Guideline on how to develop a FMU using component-model¶
The development process follows the steps
Develop a functional model using Python (>=3.10.) as a Python class. Called basic model here.
Thoroughly test the basic model.
Define the FMU interface using component-model functions
Build the FMU calling Model.build(), optionally overwriting optional argument of the model class.
Test the FMU standalone, e.g. using the FMPy package or in conjunction with other FMUs using the sim-explorer package.
Develop a basic model¶
Define a functional model as a Python class. We refer to this model as the basic model. At this stage the emerging model class does not need to refer to the component-model package. In fact it is not recommended to derive the basic model from Model class of component-model. The basic model might import any Python package (e.g. numpy), as needed to satisfy the functionality.
Testing the basic model¶
The basic model should be thoroughly tested. This cannot be emphasised too much, as test possibilities and feadback is limited in the FMU domain, while Python offers proper test and debugging facilities.
Defining the FMU interface¶
A FMU interface must be added to the model prior to package the model as FMU. This concerns basically
component model parameters, i.e. settings which can be changed prior to a simulation run, but are typically constant during the run
component model input variables, i.e. variables which can be changed based on the output from other component models
component model output variables, i.e. results which are provided to any connected component model, or the system.
Defining the interface is done like
class <basic-model>_FMU(Model, <basic-model>):
def __init__(self, <basic_model_args, **kwargs):
Model.__init__(self,name,description,author,version, kwargs)
<basic-model>.__init__(<basic-model-args>)
Virtual derivatives¶
Running component models in scenarios it is often necessary to change variables during the simulation run. As in the reality it is often not a good idea to step values in huge steps, as this resembles a ‘hammer stroke’, which the system might not tolerate. The simulation dynamics does often not handle such a situation properly either. It is therefore often necessary to ramp up or down values to the desired final values, i.e. changing the derivative of the input variable to a non-zero value until the desired value of the parent variable is reached and then setting the derivative back to zero.
It is cumbersome to introduce derivative variables for every parent variable which might be changed during the simulation. Therefore. component-model introduces the concept of virtual derivatives, which are derivative interface variables which are not linked to variables in the basic model. When defining such variables and setting them to non-zero values, the parent variable is changed with the given slope at every time step, i.e.
<parent-variable> += d<parent-variable>/dt * <step-size>
where d<parent-variable>/dt is the non-zero derivative value (slope).

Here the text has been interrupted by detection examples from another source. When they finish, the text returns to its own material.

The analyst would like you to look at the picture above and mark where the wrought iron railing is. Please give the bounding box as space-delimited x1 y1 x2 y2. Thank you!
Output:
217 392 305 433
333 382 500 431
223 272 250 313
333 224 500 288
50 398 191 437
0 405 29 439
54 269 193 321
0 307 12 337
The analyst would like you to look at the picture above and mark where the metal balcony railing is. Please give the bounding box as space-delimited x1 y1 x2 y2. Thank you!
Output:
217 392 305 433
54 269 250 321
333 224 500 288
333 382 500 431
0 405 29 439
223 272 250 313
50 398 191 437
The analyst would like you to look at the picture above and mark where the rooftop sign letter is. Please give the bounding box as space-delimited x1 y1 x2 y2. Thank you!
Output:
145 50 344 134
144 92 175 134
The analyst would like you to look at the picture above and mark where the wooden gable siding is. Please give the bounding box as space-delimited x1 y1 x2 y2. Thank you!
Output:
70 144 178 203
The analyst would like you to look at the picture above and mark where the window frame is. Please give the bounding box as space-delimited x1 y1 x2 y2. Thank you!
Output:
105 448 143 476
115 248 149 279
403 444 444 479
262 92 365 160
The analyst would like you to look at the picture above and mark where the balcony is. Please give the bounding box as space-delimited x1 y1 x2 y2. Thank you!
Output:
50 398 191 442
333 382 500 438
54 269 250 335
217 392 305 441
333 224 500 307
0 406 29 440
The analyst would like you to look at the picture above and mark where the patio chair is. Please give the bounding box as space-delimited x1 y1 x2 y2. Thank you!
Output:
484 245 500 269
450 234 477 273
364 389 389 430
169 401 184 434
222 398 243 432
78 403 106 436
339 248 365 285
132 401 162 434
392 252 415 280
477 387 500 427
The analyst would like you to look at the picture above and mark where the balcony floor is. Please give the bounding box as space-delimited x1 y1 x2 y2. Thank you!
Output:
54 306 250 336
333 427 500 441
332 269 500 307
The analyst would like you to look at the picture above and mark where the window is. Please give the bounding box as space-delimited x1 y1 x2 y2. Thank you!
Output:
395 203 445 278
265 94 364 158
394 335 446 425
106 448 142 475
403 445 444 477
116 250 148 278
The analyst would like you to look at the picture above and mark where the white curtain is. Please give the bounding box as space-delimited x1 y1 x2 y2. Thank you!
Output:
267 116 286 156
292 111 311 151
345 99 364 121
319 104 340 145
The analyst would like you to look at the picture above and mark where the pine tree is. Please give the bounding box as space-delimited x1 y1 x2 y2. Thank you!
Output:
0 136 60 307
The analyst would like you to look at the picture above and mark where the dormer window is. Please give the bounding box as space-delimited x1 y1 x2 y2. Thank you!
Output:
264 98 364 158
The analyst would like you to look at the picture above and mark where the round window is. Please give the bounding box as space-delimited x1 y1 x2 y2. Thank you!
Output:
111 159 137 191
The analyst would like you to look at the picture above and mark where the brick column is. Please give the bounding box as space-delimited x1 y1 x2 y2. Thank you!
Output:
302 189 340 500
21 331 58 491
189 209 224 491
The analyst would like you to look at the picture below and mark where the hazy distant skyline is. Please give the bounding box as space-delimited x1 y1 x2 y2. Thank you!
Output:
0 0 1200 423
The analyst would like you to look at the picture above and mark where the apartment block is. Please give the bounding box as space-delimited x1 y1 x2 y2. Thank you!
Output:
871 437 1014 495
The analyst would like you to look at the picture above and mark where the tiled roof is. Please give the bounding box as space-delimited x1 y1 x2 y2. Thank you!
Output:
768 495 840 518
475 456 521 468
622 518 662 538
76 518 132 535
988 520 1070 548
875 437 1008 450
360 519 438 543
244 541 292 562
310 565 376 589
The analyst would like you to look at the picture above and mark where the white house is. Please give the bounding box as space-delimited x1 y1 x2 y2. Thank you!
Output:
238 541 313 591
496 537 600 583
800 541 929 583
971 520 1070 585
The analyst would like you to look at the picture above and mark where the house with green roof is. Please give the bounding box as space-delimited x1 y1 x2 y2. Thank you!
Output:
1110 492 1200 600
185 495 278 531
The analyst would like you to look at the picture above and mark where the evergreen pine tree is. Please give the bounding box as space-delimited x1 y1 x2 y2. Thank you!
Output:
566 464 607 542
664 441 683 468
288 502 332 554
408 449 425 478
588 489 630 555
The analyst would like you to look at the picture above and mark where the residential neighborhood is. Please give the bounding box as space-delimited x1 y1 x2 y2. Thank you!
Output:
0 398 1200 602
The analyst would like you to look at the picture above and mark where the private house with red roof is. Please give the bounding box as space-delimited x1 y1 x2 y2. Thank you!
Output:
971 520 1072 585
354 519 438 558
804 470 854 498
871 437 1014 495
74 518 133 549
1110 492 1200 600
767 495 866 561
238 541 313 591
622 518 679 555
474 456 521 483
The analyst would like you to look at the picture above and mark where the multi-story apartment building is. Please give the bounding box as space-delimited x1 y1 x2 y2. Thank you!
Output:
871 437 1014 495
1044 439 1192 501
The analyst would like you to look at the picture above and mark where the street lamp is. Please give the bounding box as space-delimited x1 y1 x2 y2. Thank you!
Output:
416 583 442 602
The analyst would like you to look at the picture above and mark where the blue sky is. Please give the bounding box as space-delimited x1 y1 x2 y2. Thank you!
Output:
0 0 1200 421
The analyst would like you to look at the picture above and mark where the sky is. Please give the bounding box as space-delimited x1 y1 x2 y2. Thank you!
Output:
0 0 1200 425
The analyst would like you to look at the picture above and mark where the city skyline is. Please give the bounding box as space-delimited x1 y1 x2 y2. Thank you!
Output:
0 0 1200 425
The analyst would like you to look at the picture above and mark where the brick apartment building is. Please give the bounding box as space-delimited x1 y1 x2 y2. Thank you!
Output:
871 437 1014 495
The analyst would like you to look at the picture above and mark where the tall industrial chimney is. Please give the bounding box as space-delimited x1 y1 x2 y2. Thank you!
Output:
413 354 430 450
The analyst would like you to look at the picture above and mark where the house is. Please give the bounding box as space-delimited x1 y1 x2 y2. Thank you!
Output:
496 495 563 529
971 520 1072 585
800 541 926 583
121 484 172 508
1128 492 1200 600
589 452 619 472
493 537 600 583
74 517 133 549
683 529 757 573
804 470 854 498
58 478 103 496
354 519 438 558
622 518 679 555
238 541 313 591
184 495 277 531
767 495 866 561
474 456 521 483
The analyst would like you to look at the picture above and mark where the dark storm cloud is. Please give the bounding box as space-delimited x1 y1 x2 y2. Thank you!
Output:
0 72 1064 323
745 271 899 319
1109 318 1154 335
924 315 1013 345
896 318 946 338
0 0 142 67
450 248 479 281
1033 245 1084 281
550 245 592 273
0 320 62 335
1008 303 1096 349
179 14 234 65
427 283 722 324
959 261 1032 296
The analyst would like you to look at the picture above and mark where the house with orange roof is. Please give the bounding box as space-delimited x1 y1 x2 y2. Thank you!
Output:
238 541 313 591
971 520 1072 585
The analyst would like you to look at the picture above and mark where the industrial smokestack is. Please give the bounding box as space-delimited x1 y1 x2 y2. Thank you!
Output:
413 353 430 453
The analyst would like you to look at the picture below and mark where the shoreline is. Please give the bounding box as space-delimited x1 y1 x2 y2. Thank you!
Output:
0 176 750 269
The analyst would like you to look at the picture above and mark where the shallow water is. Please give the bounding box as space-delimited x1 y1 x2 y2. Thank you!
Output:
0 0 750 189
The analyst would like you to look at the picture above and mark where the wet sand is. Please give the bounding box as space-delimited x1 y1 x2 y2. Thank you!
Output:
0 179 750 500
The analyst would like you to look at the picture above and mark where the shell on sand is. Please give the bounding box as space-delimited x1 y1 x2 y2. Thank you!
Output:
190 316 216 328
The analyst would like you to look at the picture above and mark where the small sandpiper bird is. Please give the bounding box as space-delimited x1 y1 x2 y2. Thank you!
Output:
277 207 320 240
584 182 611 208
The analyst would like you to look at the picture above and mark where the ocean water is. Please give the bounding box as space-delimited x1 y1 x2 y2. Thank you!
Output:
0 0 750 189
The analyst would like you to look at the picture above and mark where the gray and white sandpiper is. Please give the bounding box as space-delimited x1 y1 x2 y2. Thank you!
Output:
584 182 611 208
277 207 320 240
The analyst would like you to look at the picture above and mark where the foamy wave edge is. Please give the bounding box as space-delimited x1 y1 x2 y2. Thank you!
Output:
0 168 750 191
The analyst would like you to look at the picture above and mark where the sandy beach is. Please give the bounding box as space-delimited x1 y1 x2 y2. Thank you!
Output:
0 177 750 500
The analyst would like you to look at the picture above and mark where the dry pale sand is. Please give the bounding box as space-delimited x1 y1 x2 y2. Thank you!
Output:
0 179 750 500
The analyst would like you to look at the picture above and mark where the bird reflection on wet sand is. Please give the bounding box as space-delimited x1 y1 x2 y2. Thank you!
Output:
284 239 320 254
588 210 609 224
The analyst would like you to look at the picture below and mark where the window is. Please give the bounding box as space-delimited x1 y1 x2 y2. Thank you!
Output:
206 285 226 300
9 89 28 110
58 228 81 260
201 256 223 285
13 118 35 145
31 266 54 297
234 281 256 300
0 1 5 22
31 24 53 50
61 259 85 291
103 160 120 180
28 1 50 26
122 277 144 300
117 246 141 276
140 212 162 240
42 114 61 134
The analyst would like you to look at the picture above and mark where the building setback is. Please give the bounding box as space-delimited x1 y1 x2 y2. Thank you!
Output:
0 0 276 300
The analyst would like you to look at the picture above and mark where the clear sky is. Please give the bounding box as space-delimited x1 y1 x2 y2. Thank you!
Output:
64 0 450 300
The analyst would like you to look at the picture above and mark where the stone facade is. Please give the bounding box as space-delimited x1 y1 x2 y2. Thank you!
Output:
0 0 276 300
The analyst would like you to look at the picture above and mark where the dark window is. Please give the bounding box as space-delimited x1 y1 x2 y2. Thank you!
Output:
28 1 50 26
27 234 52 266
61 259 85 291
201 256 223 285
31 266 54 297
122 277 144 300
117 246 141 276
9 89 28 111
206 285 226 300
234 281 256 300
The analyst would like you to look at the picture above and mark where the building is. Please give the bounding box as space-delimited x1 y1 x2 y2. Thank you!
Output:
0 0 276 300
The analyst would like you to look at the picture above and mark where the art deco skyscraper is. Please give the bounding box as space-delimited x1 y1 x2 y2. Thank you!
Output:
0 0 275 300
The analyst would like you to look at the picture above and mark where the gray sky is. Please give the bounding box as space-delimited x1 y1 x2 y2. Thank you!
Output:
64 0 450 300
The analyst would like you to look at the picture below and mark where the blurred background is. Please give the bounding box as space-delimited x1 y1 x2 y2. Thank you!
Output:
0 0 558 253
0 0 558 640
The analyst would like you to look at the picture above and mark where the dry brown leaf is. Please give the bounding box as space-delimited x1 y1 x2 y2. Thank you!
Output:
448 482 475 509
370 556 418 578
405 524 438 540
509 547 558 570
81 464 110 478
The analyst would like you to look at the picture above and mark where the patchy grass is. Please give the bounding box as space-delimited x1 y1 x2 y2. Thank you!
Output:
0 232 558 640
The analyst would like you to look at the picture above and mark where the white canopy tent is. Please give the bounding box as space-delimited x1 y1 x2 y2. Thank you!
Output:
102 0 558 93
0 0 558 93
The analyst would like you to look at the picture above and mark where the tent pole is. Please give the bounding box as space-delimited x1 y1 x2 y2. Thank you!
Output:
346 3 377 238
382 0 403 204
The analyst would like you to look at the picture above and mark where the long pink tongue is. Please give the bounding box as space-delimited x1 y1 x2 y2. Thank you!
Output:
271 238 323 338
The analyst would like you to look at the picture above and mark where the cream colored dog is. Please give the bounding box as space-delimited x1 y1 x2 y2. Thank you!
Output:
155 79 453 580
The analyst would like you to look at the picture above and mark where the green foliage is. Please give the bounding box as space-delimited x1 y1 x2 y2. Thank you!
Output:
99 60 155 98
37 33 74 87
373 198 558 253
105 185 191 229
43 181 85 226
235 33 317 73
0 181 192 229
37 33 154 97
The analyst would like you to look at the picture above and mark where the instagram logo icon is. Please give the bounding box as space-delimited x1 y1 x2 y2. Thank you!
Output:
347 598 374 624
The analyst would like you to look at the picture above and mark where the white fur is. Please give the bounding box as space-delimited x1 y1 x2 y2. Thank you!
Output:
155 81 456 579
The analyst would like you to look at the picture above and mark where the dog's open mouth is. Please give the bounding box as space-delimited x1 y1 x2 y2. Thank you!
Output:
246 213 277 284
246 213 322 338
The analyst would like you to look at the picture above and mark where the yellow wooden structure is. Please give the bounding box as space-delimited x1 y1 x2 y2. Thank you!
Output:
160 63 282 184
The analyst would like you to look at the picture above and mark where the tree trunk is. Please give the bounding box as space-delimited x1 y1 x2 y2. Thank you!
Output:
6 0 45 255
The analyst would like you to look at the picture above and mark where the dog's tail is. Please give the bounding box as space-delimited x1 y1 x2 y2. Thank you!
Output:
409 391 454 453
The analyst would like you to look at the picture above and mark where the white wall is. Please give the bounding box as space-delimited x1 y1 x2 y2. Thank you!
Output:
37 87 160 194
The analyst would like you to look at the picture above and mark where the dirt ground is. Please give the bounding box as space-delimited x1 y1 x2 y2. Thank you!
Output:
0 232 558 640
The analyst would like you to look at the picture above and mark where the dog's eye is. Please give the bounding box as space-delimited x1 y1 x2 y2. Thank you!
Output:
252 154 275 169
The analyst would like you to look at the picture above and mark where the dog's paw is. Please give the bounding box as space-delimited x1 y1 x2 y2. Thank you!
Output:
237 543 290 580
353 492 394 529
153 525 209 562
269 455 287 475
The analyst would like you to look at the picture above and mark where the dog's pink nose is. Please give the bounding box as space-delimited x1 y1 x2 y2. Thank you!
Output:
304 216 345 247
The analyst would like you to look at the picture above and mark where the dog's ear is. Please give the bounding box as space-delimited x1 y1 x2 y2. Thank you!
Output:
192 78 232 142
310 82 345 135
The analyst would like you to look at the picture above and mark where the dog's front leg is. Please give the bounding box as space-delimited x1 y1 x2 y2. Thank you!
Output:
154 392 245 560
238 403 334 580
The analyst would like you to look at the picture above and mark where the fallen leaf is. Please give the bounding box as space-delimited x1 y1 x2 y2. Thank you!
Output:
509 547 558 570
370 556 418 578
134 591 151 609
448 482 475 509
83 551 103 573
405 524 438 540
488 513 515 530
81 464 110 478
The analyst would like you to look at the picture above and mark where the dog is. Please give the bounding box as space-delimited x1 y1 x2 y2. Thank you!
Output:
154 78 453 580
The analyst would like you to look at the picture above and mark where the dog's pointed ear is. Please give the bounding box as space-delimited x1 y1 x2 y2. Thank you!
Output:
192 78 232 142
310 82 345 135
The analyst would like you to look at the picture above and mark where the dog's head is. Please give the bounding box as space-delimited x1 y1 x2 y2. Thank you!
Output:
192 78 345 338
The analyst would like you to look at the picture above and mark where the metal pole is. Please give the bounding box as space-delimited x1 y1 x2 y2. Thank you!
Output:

In practical terms, virtual derivatives are defined using FMI structured variables syntax:
Variable( name='der(<parent-variable-name>)', causality='input', variability='continuous', ...)
Explicit specification of the arguments owner and local_name should be avoided. Specification of local_name changes the virtual derivative into a non-virtual derivative, i.e. the variable is expected to exist in the basic model. The on_step argument is automatically set to change the parent variable at every time step if the derivative is non-zero. Explicitly overwriting the automatic on_step function is allowed at one’s own expense.